As I originally hail from the Great Northwest, I still find it odd that the trees don't change colors until December in Austin. Shouldn't the trees be bare of leaves by now? How strange. But now it is December and the foliage has begun to turn colors for the season.

The pomegranate turns a beautiful yellow. I think the lavendar planted beneath it provides a nice contrast:

Eves Necklace with silver ponyfoot beneath:

Flameleaf Sumac. As the season progresses this shrubby little tree turns fire-red:

The Tropical Milkweed was still blooming until Friday night when the first freeze got it:

Monarch Caterpillar on milkweed:

And another:

The aloe was just about to bloom and then it froze Friday night causing the bloom to freeze. Rats.

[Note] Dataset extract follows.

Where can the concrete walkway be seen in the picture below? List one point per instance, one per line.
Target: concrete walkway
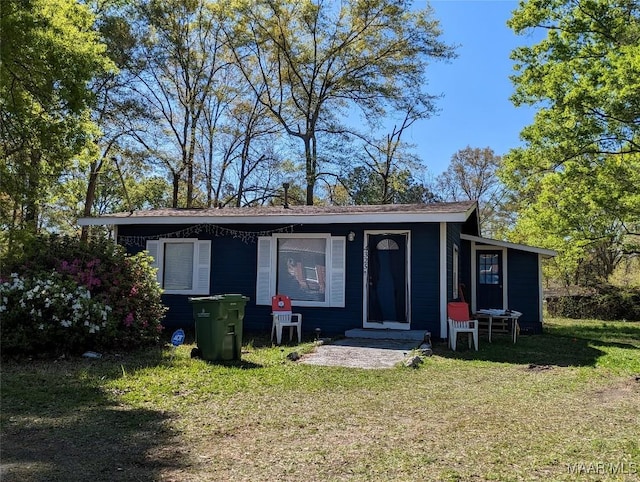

And if you didn't get to check it out last week, here is a photo of the Triple Conjunction on Dec 1st of the Moon, Jupiter, and Venus. On the bottom left is Venus and in the upper right is Jupiter. Pretty nifty.

Saturday, November 15, 2008

Bloom day Nov. 15th

So here is what I have blooming this November:

Copper Canyon Daisy. These are usually bigger and more floriferous, but it has been super dry this year and I feel lucky to have any blooms on these at all:


Orange Cosmos and a monarch butterfly:

The aloe has sent up a flower spike! I'll be darned. I will have to cover this over the weekend with some frost cloth or something as it is supposed to freeze this Sunday night:

A little closer:

A hawk moth hiding in the cannas:

I have also been planting some bulbs that arrived this week from two of my favorite mail order places: The Southern Bulb Company and Old House Gardens. I bought some Spider Lilies, Southern Fall Crocus, and Byzantine Glads from the Southern bulb company:

I also bought some Daffodils 'Thalia', Hoop Petticoats, Southern Grape Hyacinth, and some Spanish Bluebells from Old House Gardens:

Both of these companies always package their bulbs with great care and the bulbs are always a nice size. Sometimes they even throw in extras for free! I can't wait until next spring when many of these bulbs I planted should start coming up.

Friday, October 17, 2008

Bloom day Oct 15th.....a few days late

So my bloom day post is a few days late. Better late than never. Here is the rundown:

Coneflower with flowering senna in the background:

Giant Swallowtail on coneflower:

and again:

Greggs blue mistflower is blooming and attracting Queen butterflies by the dozens:

Flame anisacanthus:

Mexican Bird of Paradise:

Hot Lips Salvia:

Golden Ball Lead tree:


Flowering Senna with a Sulpher butterfly Caterpillar. The flowering senna is a larval host to the Sulpher butterflies:

Turks Cap and Pipevine swallowtail:

Some red tropical salvia being visited by the last hummingbird hanging around:

Leaves on the Scarlet runner bean. Look how big these have gotten since the weather cooled off and we had some rain the other day:

The last of the sunflowers are attracting the Goldfinches:

And somebody keeps eating my tomotoes! Probably a raccoon as they seem to be nicely picked off the vine, then muched on.